Transoxiana Dreams was filmed in the basin of the drained body of water, against the background of expanses of land scattered with salt dunes and remnants of old fishing boats. The women in the video are young Kazakh artists. In the Aral Beach 2, a naked girl lies on the ground against the background of a derelict barge. The allure of her perfect body is juxtaposed to the ugliness of entropy embodied in the rusty metal of the ship. Almagul often plays with such dichotomies and, according to the artist, a balance between ugliness and beauty is essential to her art. Photographs that can easily pass for fashion photography unveil a post-apocalyptic scenario, a localised realisation of global environmental concerns.
Almagul displays an ambivalent relationship with issues of feminism in the visual arts. On one hand, images of women, mothers and often the artist herself are prolific in her work, as the artist searches for her own complex identity as a female citizen of the world, who is still strongly rooted in old family traditions. Yet on the other hand she often portrays femininity as a negative sign. For example, the women appearing in Transoxiana Dreams wear provocative military uniforms that reference the superficiality of fashion and glossy magazines, while also denoting the socio-political evil that eats away the surrounding nature. These semiotics are reinforced by the appearance of a female fox which the artist juxtaposes with a male wolf; a totem of bravery and honesty in Central Asian nomadic culture. Some characters in the video and photographs wear foxes on their heads as a symbol of corruption, shrewdness and petty bureaucracy.
Almagul's personal aesthetics have been largely formed by Russian Constructivism. The artist admits that she only recently realised that references to Constructivist ideals subconsciously emerge throughout her work, thus adding another layer to the cultural mélange. There are direct allusions to it in the composition of this photograph, such as the triangular shape of the boat, the perfectly parallel lines of the base of the boat and the reclining body, as well as the geometric shapes obscuring the girl’s nakedness in the foreground. However, the modernist preoccupation with purity of forms is subverted by the fact that these shapes are none other than military uniform caps placed on their side.
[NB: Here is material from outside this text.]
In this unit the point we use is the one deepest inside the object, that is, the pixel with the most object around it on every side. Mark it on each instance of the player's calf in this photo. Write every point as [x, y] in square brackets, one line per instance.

These sophisticated tensions come together in Almagul's photography with a polished aesthetic that has a universal appeal - as the recent acquistion of one of her pieces by the Louis Vuitton Collection demonstrates. Her visual language is easily identifiable through its highly stylised qualities and balance struck between seemingly irreconcilable dichotomies; namely ancient folklore and contemporary design, fluid concepts and solid structures, female transformations of male symbolism, heart-breaking ugliness and tantalising beauty.